[PATCH][RFC] x86/irq: Spread vectors on different CPUs

* [PATCH][RFC] x86/irq: Spread vectors on different CPUs
@ 2017-05-13 12:40 Chen Yu
  2017-06-28 19:03 ` Thomas Gleixner
  0 siblings, 1 reply; 3+ messages in thread
From: Chen Yu @ 2017-05-13 12:40 UTC (permalink / raw)
  To: x86
  Cc: linux-kernel, Mika Westerberg, Rui Zhang, Chen Yu,
	Thomas Gleixner, Ingo Molnar, Anvin, H Peter, Van De Ven, Arjan,
	Brown, Len, Wysocki, Rafael J

Currently we encountered the CPU offline problem on a 16 cores server
when doing hibernation:

CPU 31 disable failed: CPU has 62 vectors assigned and there are only 0 available.

This is because:
1. One of the drivers has declare many vector resource via
   pci_enable_msix_range(), say, this driver might likely want
   to reserve 6 per logical CPU, then there would be 192 of them.
2. Besides, most of the vectors for this driver are allocated
   on CPU0 due to the current code strategy, so there would be
   insufficient slots left on CPU0 to receive any migrated
   IRQs from the other CPUs during CPU offine.
3. Furthermore, many vectors this driver reserved do no have
   any IRQ handler attached.

As a result, all vectors on CPU0 were used out and the last alive
CPU (31) failed to migrate its IRQs to the CPU0.

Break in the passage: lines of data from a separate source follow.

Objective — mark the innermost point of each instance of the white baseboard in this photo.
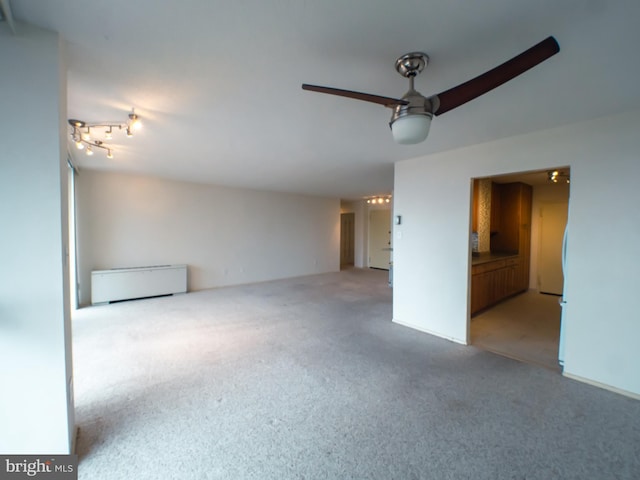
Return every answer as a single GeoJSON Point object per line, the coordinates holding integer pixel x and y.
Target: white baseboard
{"type": "Point", "coordinates": [604, 386]}
{"type": "Point", "coordinates": [74, 440]}
{"type": "Point", "coordinates": [430, 332]}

As we might have difficulty to reduce the number of vectors reserved
by that driver, there could be a compromising solution that, to spread
the vector allocation on different CPUs rather than always choosing
the *first* CPU in the cpumask. In this way, there would be a balanced
vector distribution. Because many vectors reserved but without used(point 3
above) will not be counted in during CPU offline, and they are now
on nonboot CPUs this problem will be solved.

Here's the trial version of this proposal and it works in my case,
it just tries to find the target CPU with the least vectors allocated(AKA,
the 'idlest' CPU). And the algorithm can be optimized but
firstly I'd like to get suggestions from you experts if this is in
the right direction, or what is the proper solution for such kind
of problems? Any comments/suggestions are appreciated.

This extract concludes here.